Como nota final: estreei a minha condição de sexagenário: tive um gordo desconto no museu: deu para a garrafa de vinho que bebemos todinha, benza-a Deus. Ah nem tudo é mau nisto de ter sessenta e seis aninhos. Amanhã há mais Modigliani na Caja Madrid, mais um desconto, espero, e mais um vinho, produto da mais alta civilização nossa, mediterrânica, do sul. Para esquecer os bárbaros e o deserto que eles trazem colado à carteira. E ao (mau) hálito...
Um beijo da CG que dorme aqui ao lado enquanto dou ao dedo e oiço da rua uma banda cigana a tocar “when the saints...
E um abraço do teu
mcr, à solta em Madrid que bién resiste, como un gorrión acrata.

*na gravura: “o beijo” de Constantin Brancusi

5 comentários:

jcp (José Carlos Pereira) disse...

Boa estada em Madrid, MCR, que é de facto uma cidade fantástica.
Pois eu fui-me por estes dias até à capital lusa e não resisti a ir ao CCB ver a colecção Berardo. Uma verdadeira rapsódia de artistas e movimentos, uma amálgama com pouca coerência. Vale, no entanto, por chamar a si gente que de outro modo (ou seja, a ter de pagar) não contactaria com a arte. Pelo menos enquanto o acesso for gratuito. Mas tudo isto é pouco para justificar a "entrega" do CCB a Berardo.

josé disse...

E para o "bonheur des dames", por quanto tempo fica lá o Modigliani?

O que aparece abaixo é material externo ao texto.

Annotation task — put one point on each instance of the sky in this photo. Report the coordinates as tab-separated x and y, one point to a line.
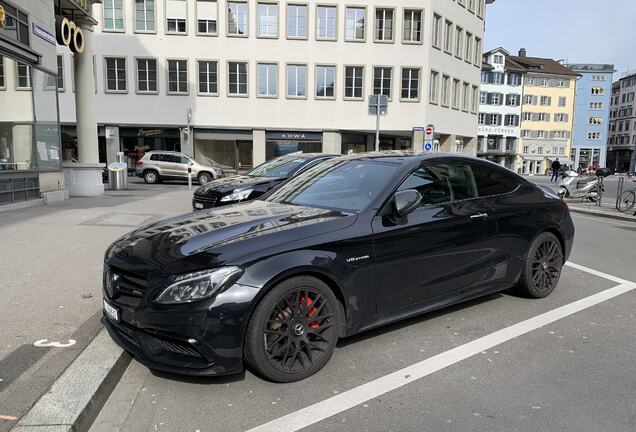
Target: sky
579	31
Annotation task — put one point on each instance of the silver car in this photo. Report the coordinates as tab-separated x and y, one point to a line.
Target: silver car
156	166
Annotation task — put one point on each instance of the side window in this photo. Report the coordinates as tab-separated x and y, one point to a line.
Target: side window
442	183
491	182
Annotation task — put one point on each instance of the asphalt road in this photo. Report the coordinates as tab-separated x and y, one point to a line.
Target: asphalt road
501	363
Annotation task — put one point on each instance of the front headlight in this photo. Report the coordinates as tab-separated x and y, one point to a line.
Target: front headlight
237	195
198	286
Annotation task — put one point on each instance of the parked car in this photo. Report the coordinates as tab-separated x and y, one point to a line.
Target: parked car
355	243
156	166
255	183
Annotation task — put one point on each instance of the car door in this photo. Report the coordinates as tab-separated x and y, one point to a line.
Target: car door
442	249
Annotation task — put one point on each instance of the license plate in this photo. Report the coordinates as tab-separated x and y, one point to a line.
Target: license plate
111	312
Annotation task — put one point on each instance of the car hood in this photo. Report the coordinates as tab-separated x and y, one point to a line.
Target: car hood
228	184
211	238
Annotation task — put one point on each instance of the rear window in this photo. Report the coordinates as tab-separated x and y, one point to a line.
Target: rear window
492	182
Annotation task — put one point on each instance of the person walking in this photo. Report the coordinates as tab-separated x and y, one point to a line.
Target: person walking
556	165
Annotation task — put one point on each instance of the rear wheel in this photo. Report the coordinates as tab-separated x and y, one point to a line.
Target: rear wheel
293	331
543	267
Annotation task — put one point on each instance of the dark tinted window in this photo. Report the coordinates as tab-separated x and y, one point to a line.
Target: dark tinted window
491	182
441	183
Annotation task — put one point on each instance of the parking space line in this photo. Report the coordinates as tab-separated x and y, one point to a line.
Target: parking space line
334	405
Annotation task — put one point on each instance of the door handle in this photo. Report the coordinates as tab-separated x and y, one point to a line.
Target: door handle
479	216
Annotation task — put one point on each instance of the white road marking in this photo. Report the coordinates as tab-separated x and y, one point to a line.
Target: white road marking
358	395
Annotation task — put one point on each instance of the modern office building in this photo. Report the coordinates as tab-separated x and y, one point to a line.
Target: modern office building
591	114
500	109
621	145
546	114
252	80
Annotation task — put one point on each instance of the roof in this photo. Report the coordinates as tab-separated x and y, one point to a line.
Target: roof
542	66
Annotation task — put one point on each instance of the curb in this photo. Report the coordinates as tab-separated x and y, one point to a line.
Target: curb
77	396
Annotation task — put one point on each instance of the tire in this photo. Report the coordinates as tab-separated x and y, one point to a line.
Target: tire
151	177
293	331
542	268
205	178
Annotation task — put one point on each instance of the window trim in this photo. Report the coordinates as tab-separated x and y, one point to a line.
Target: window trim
265	62
337	30
257	29
344	82
137	91
196	23
335	81
135	21
247	79
165	20
218	77
177	93
296	3
105	63
419	84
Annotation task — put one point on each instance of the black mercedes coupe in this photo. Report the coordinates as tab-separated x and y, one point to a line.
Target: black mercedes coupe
352	243
262	179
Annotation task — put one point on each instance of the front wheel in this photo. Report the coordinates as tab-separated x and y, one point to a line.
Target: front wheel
293	331
542	268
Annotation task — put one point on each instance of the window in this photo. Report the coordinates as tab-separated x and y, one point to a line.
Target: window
60	73
145	16
455	94
146	75
267	16
296	21
296	81
445	90
236	18
412	26
448	36
459	41
237	78
434	87
437	31
178	76
355	24
208	77
207	14
23	73
490	182
325	81
113	15
116	74
326	25
176	13
410	84
382	81
354	79
384	25
267	79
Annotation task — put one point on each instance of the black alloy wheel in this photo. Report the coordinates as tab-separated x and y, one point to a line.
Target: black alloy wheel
543	267
294	330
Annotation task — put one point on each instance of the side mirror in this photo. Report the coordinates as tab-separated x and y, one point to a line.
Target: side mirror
406	201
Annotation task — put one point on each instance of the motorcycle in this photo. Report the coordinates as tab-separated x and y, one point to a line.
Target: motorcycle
572	186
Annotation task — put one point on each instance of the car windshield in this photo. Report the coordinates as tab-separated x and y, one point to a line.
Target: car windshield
279	167
346	185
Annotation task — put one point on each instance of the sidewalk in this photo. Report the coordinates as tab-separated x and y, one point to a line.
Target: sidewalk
51	277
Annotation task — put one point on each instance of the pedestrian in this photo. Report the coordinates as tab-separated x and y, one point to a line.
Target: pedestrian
556	165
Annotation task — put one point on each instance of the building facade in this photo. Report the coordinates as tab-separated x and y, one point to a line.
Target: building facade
500	109
591	115
621	145
547	113
240	82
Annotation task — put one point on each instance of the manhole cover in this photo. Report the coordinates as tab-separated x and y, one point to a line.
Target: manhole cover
121	219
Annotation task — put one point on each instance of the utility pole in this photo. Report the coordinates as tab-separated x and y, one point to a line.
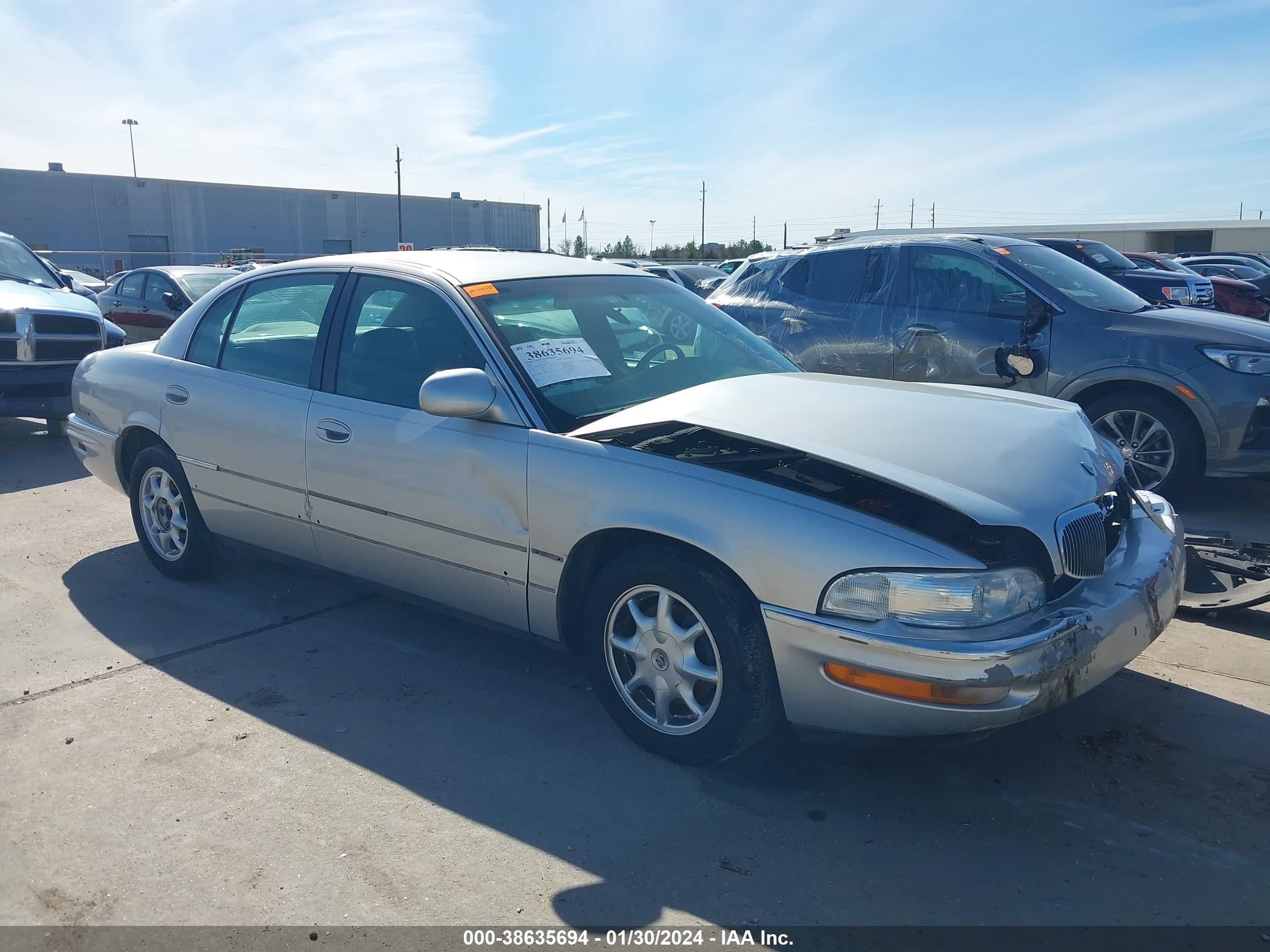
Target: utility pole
400	234
130	124
703	220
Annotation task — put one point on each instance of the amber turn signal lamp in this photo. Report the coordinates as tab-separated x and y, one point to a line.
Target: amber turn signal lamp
914	690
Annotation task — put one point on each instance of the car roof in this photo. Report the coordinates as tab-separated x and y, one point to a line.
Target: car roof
181	270
957	239
465	266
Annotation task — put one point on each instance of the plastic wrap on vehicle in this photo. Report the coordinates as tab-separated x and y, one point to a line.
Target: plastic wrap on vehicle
894	309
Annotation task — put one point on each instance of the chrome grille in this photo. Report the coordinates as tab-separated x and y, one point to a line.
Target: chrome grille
1083	539
49	338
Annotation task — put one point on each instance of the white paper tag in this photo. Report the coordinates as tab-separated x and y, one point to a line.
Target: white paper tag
556	360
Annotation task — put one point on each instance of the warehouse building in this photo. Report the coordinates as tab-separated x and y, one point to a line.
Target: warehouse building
105	224
1165	237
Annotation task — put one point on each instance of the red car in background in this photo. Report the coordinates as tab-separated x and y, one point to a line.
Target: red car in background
1230	295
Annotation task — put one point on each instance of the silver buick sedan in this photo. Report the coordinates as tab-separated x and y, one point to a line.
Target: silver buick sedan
728	543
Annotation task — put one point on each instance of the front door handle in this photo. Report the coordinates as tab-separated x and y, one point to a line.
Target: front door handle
333	432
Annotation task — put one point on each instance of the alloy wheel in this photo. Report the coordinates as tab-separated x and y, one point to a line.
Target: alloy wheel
663	660
1145	442
163	514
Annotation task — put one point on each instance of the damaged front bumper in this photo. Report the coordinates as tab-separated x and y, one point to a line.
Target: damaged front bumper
1081	640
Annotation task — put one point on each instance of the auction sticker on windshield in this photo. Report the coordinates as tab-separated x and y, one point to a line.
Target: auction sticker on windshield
552	361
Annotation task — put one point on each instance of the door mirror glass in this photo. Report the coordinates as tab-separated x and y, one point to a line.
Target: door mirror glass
1018	362
465	391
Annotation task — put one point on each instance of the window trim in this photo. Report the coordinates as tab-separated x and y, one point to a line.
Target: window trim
244	290
141	291
468	320
157	277
907	267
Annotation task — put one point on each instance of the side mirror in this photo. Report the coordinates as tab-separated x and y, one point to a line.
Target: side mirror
1018	362
465	391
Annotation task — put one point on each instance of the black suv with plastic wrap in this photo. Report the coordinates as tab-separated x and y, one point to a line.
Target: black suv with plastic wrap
1155	285
1181	391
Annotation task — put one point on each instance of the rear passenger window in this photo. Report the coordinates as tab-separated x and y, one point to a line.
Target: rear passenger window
205	343
397	337
275	332
131	286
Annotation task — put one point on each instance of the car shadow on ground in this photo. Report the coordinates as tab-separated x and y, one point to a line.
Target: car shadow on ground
31	459
1139	803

Até à Páscoa, por supuesto? No?

josé disse...

É que há uns Picasso, anunciados para a casa ao lado...

Sousa Pereira disse...

Caro "TIO"& CG
Que raiva... assim que acabar o trabalho para cerveira vais ver se não vos desencaminho para ai voltares...Quanto a explicar... há mais para dizer do Brancusi ou do Modigliani???...tu vê-me com olhinhos de "ver" a qualidade do desenho do sacana do italiano!!!!
Boa estadia e cá vos espero para me contarem tudo.Um grande abraço

M.C.R. disse...

Caro José
O Modigliani fica bastante tempo, esteja descansado. E tem uma 2ª parte que hoje fomos ver na Caja Madrid, Praça sw San Martin a um minuto da Porta del Sol. E de borla!!! Nus, paisagens e desenhos e o grupo de amigos do costume:L um regalo.
O Picasso que abriu no Reina Sofia é o recheio do Museu Picasso em Paris que está em obras: 400 picassos!
Mais notícias daqui a pouco no
Amanhã passaremos lá. Já conhecemos acolecção mas não custa nada revê-la...
Pereirinha
Desembaraça o diabo da escultura para Cerveira que nós estamos aptos a ser desencaminhados. eu, então, que nunca fui muito encaminhado, estou por tudo. Mas fizeste falta nesta exposição. Hoje vi dois Zadkines que me deixaram varado. Chiça que estes gajos eram mesmo muito bons!
Daqui a pouco dirtei mais qualqueer coisa na correspondencia de hoje, aí em cima se puder ser.